Probing thoughts from Kenneth Woodward, long-time religion correspondent for Newsweek (as in 1964–2002!), in his fascinating memoir, Getting Religion:

Most adolescents in the Fifties were raised to observe certain sexual limits—just as lovers did in the movies from which we took our cultural cues. Like them, we kissed and groped in the backseats of cars, or at night on the beach, but hardly anyone I knew had intercourse. The thrill of the erotic, we learned, extended all along a line that still fell short of “going all the way.”

This mix of social taboo and personal inhibition, I want to argue, was enormously freeing for adolescents, as all good social conventions tend to be. It allowed us to date as adults did, two by two, and to explore our sexuality without “having sex.” It also encouraged the serial ritual of “going steady” and breaking up so that by the time we were old enough to marry we had a pretty good idea of the kind of mate we wanted. A generation later, as I watched my own teenagers ripen, adolescents socialized in groups, in large part because by then there were few ritual guidelines, much less social taboos or ingrained sexual inhibitions, that teenage couples dating solo could readily count on. Without them, coping with adolescent sexuality was reduced to a game of all or nothing at all. President Bill Clinton thus spoke a Sixties truth when he said of his White House affair with Monica Lewinsky, “I did not have sex with that woman.” We Fifties kids new better.

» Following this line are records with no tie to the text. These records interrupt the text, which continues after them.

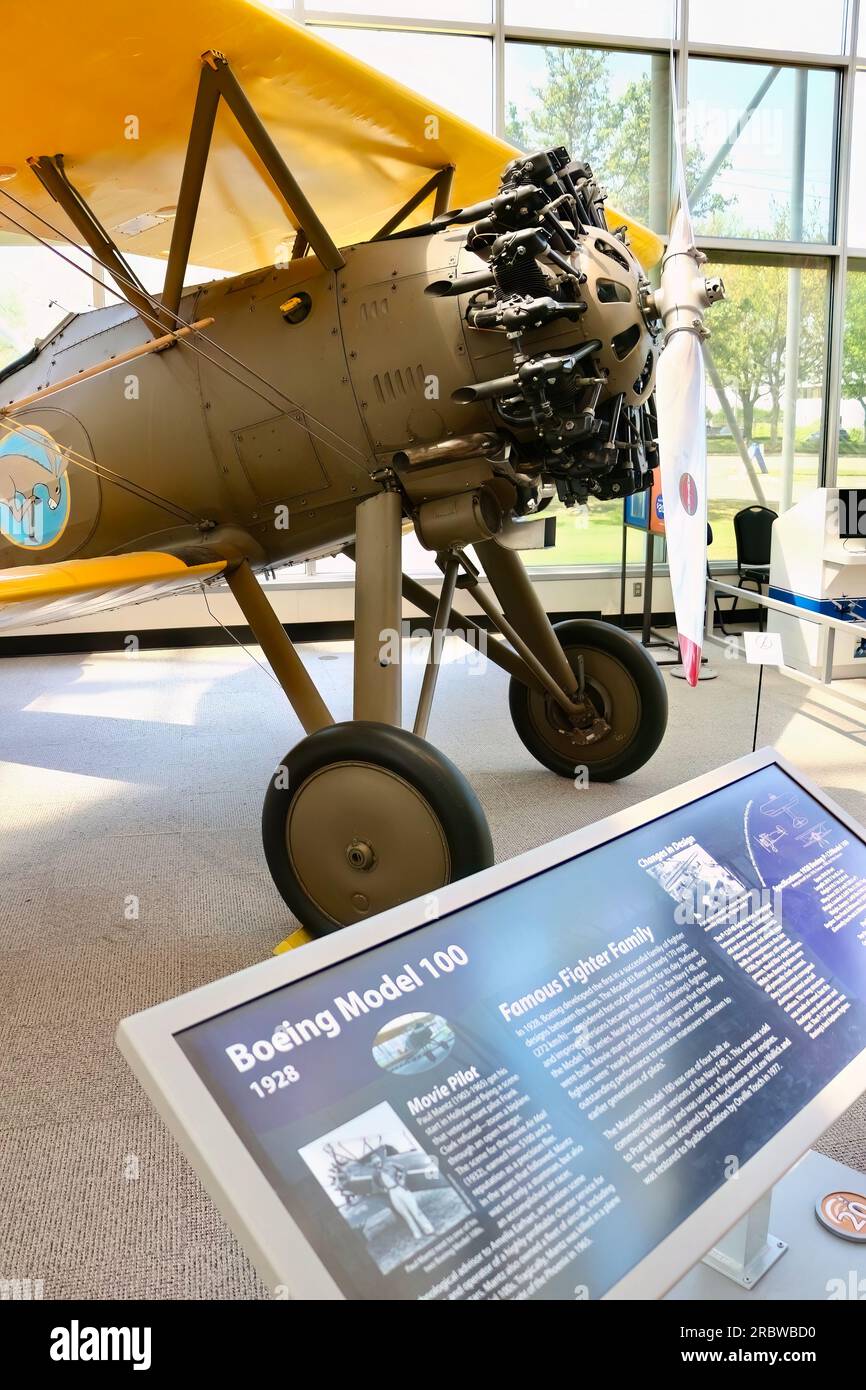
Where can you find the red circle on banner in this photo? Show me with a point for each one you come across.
(688, 494)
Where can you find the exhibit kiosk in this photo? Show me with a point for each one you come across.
(570, 1076)
(818, 563)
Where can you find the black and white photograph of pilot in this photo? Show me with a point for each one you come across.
(385, 1187)
(413, 1043)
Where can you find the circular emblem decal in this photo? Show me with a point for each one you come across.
(35, 496)
(844, 1214)
(688, 494)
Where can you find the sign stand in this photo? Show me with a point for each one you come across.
(748, 1250)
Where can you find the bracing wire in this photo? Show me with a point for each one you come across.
(88, 464)
(159, 309)
(243, 648)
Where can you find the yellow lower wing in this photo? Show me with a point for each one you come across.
(53, 592)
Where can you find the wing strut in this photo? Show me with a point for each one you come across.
(53, 177)
(217, 82)
(441, 184)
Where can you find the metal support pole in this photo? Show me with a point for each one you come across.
(280, 651)
(192, 180)
(274, 163)
(437, 637)
(378, 609)
(793, 320)
(727, 145)
(748, 1250)
(659, 142)
(524, 610)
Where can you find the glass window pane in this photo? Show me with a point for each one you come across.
(452, 70)
(761, 149)
(852, 430)
(642, 18)
(588, 535)
(768, 24)
(473, 11)
(856, 196)
(36, 291)
(768, 345)
(599, 104)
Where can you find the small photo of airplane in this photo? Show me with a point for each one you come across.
(777, 805)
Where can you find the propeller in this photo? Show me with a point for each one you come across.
(680, 302)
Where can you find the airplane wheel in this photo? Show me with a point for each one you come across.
(362, 816)
(627, 690)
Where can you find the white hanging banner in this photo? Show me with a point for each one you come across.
(681, 406)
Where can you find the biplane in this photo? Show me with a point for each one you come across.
(414, 325)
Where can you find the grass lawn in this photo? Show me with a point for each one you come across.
(597, 538)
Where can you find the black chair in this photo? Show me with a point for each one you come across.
(752, 533)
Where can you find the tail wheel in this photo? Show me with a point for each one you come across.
(362, 816)
(624, 685)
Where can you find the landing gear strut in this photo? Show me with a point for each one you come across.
(364, 815)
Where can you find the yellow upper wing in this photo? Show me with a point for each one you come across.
(53, 592)
(113, 89)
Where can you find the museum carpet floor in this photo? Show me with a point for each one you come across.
(142, 777)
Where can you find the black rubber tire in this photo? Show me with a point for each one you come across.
(531, 712)
(433, 776)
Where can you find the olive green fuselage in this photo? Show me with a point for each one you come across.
(274, 441)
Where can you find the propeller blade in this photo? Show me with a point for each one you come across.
(681, 300)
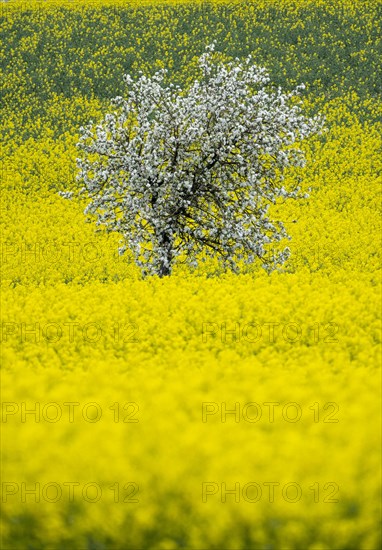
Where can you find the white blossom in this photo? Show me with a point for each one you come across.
(179, 173)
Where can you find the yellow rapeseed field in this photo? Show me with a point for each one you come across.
(206, 409)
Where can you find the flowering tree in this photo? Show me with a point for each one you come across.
(178, 173)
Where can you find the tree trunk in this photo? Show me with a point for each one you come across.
(166, 243)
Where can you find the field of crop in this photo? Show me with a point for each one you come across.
(205, 409)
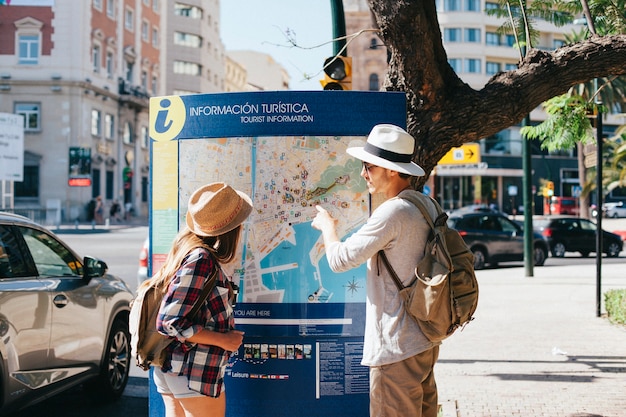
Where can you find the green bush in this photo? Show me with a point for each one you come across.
(615, 302)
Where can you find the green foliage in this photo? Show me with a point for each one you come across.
(615, 302)
(567, 123)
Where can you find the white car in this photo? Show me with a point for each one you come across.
(614, 210)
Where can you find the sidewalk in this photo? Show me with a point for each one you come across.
(536, 348)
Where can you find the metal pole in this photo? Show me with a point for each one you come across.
(529, 258)
(339, 27)
(599, 233)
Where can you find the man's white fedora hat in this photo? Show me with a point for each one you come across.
(390, 147)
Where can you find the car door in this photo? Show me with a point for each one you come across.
(577, 238)
(77, 332)
(25, 318)
(512, 240)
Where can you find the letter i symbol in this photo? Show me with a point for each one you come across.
(159, 125)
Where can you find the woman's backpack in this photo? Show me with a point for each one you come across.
(147, 344)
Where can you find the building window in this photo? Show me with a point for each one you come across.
(187, 39)
(108, 186)
(451, 5)
(472, 5)
(145, 31)
(32, 115)
(452, 35)
(129, 17)
(111, 9)
(188, 68)
(109, 126)
(109, 65)
(144, 80)
(492, 38)
(155, 37)
(187, 11)
(29, 188)
(130, 66)
(145, 137)
(455, 63)
(128, 133)
(96, 123)
(374, 85)
(28, 46)
(493, 68)
(472, 66)
(472, 35)
(97, 61)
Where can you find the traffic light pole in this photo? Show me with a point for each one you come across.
(529, 258)
(599, 233)
(339, 27)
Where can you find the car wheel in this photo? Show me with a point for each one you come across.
(540, 254)
(111, 382)
(558, 251)
(613, 250)
(479, 258)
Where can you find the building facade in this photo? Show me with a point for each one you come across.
(82, 73)
(476, 51)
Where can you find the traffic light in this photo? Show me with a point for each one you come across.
(337, 73)
(548, 189)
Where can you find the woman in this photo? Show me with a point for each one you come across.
(191, 381)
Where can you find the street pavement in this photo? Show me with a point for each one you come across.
(537, 348)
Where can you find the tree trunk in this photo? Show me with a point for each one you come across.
(444, 112)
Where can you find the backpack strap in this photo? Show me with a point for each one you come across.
(206, 290)
(392, 272)
(419, 203)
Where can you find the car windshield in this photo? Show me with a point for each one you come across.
(50, 257)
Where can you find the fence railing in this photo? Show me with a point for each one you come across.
(48, 217)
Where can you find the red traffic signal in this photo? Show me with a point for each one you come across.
(337, 73)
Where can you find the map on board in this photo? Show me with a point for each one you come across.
(283, 259)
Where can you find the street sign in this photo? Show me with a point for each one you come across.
(468, 153)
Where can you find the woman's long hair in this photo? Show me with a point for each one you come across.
(223, 248)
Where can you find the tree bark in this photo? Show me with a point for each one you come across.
(444, 112)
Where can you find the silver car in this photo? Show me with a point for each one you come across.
(63, 319)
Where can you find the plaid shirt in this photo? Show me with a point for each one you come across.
(204, 365)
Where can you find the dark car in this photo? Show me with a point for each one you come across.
(494, 238)
(63, 319)
(573, 234)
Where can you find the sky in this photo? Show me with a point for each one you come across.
(262, 25)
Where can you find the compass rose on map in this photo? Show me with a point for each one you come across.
(352, 286)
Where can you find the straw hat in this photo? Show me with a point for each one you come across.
(217, 208)
(390, 147)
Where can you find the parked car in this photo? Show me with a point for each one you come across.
(614, 210)
(63, 319)
(494, 238)
(142, 270)
(573, 234)
(561, 205)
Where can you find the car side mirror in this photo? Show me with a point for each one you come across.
(94, 267)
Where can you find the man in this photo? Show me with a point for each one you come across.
(400, 357)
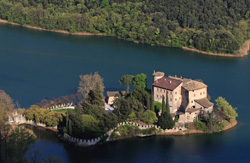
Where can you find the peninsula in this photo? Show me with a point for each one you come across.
(173, 106)
(218, 29)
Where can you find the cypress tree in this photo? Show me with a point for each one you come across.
(166, 121)
(152, 100)
(148, 102)
(70, 127)
(67, 122)
(164, 109)
(167, 104)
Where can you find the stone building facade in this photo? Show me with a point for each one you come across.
(187, 97)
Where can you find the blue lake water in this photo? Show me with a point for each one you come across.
(36, 65)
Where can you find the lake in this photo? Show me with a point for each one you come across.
(35, 65)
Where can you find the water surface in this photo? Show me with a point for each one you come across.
(37, 64)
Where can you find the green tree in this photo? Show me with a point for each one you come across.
(164, 106)
(88, 82)
(166, 121)
(96, 96)
(122, 109)
(149, 117)
(70, 127)
(127, 80)
(6, 105)
(140, 81)
(167, 104)
(14, 142)
(152, 101)
(90, 126)
(148, 102)
(105, 4)
(157, 106)
(132, 116)
(228, 111)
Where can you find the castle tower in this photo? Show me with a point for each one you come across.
(158, 75)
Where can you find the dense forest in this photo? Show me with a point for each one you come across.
(209, 25)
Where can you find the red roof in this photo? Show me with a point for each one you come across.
(167, 83)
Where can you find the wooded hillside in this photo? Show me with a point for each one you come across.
(209, 25)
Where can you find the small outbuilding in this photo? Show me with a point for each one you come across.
(112, 95)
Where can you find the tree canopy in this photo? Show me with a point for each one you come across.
(6, 105)
(227, 109)
(127, 80)
(89, 82)
(208, 25)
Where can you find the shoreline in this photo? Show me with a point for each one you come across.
(242, 52)
(47, 128)
(179, 133)
(193, 132)
(56, 31)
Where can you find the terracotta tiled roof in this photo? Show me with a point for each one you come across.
(113, 93)
(167, 83)
(191, 85)
(191, 110)
(158, 73)
(204, 102)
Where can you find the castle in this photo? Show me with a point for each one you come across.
(186, 97)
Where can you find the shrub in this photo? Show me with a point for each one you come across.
(199, 125)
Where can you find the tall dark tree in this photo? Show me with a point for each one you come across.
(70, 127)
(67, 121)
(148, 102)
(96, 96)
(152, 100)
(164, 109)
(167, 104)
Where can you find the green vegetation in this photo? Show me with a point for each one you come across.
(208, 25)
(228, 111)
(166, 121)
(6, 106)
(127, 131)
(14, 142)
(127, 80)
(157, 106)
(149, 117)
(46, 116)
(199, 125)
(217, 120)
(61, 110)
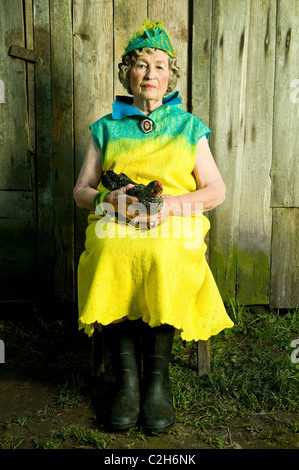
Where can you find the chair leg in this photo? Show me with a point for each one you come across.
(203, 357)
(97, 354)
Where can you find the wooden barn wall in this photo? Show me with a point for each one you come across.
(239, 64)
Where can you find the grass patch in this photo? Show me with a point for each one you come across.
(253, 382)
(78, 437)
(251, 371)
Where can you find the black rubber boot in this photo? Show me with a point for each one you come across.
(157, 411)
(123, 340)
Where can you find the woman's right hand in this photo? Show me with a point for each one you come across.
(121, 202)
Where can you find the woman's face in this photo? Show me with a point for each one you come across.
(149, 76)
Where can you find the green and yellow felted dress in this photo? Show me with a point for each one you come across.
(160, 275)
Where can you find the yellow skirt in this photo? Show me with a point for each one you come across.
(160, 275)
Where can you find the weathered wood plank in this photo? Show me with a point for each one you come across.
(17, 242)
(62, 144)
(201, 58)
(175, 16)
(128, 18)
(241, 117)
(93, 80)
(285, 167)
(13, 119)
(44, 160)
(203, 357)
(285, 258)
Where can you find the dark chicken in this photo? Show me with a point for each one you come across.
(149, 195)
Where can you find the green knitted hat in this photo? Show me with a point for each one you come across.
(152, 34)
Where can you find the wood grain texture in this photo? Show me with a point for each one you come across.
(242, 80)
(285, 167)
(285, 258)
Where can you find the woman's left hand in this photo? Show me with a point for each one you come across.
(154, 220)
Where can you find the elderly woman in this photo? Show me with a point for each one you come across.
(138, 284)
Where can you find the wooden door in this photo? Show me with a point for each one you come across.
(17, 155)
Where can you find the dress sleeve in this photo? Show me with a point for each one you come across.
(96, 133)
(202, 130)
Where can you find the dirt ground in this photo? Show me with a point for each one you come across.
(38, 400)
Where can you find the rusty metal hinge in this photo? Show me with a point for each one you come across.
(25, 54)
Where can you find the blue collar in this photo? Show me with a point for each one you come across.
(123, 105)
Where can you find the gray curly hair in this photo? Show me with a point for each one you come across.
(130, 59)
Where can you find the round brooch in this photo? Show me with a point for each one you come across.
(147, 126)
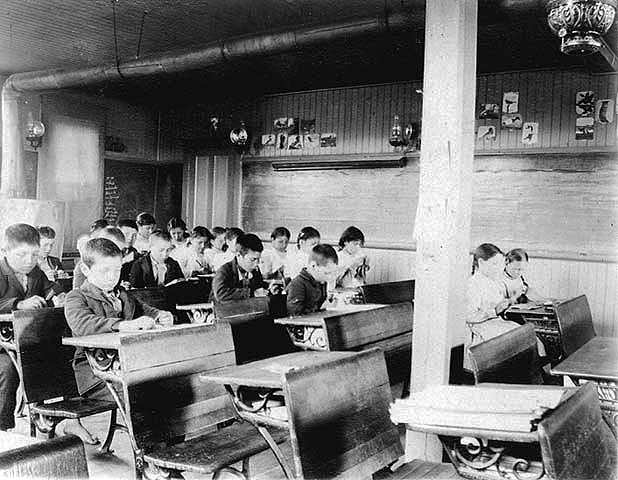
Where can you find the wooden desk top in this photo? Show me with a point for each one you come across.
(113, 340)
(269, 372)
(316, 319)
(11, 441)
(595, 360)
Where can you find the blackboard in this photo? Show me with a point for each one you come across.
(130, 188)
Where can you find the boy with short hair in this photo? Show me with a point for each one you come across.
(273, 260)
(50, 266)
(101, 306)
(231, 237)
(23, 286)
(240, 278)
(156, 268)
(146, 224)
(307, 291)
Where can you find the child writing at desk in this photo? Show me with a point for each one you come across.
(101, 306)
(516, 285)
(353, 263)
(23, 286)
(273, 260)
(307, 292)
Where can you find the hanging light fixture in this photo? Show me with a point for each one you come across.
(34, 132)
(580, 24)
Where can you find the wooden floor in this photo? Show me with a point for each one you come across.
(119, 465)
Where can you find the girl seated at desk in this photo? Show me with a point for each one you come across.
(516, 285)
(353, 263)
(486, 298)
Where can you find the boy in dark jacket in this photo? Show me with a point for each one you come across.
(307, 291)
(23, 286)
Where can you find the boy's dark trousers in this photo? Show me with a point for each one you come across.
(9, 381)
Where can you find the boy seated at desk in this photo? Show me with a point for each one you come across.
(101, 306)
(191, 257)
(23, 286)
(308, 291)
(156, 268)
(50, 266)
(240, 278)
(231, 238)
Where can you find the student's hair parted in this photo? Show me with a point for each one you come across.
(232, 233)
(322, 253)
(111, 233)
(99, 247)
(249, 241)
(516, 255)
(484, 252)
(280, 232)
(160, 235)
(351, 234)
(46, 231)
(127, 222)
(144, 218)
(175, 222)
(305, 234)
(21, 233)
(99, 224)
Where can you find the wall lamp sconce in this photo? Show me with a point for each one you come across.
(34, 132)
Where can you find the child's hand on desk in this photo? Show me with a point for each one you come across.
(32, 302)
(58, 300)
(140, 323)
(165, 318)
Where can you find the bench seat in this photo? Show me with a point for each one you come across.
(208, 453)
(73, 408)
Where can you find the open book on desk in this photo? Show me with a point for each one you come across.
(473, 407)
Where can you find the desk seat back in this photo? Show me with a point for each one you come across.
(46, 363)
(575, 323)
(338, 417)
(576, 443)
(169, 407)
(390, 292)
(511, 357)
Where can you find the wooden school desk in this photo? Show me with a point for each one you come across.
(597, 361)
(330, 399)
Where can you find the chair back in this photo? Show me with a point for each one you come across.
(45, 363)
(62, 457)
(575, 323)
(167, 400)
(390, 292)
(511, 357)
(342, 431)
(576, 443)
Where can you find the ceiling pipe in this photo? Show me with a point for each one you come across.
(212, 54)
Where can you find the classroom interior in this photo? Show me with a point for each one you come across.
(432, 126)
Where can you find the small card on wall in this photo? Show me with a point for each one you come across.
(282, 140)
(269, 140)
(511, 121)
(328, 140)
(311, 140)
(510, 102)
(584, 128)
(604, 111)
(487, 132)
(295, 142)
(489, 110)
(584, 103)
(530, 133)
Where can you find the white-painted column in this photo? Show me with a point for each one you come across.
(443, 218)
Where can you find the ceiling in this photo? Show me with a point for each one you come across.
(46, 34)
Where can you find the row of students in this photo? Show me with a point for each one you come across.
(497, 282)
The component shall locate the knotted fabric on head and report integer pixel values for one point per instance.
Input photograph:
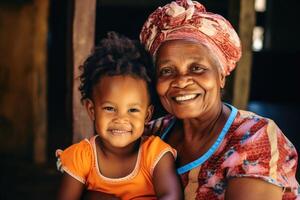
(186, 19)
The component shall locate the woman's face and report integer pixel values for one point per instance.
(188, 78)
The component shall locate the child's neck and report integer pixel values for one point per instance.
(117, 162)
(115, 152)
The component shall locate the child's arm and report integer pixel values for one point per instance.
(70, 189)
(165, 179)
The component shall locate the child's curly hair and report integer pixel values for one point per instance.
(115, 55)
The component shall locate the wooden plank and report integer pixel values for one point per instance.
(83, 42)
(242, 75)
(40, 31)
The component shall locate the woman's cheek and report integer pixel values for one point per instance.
(162, 90)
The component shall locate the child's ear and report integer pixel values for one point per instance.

To be clear, I don’t think the groping or going steady were good (though I’m far less opposed to the latter), but the very idea of “ritual guidelines,” of community norms that no one and everyone is in charge of—that’s useful. Not all social taboos are bad, because not all of the results of bad sexual choices available to teenagers can be explained to them. Sometimes “good social conventions” are what’s needed to guide and restrain human impulses, even and especially in the Christian community.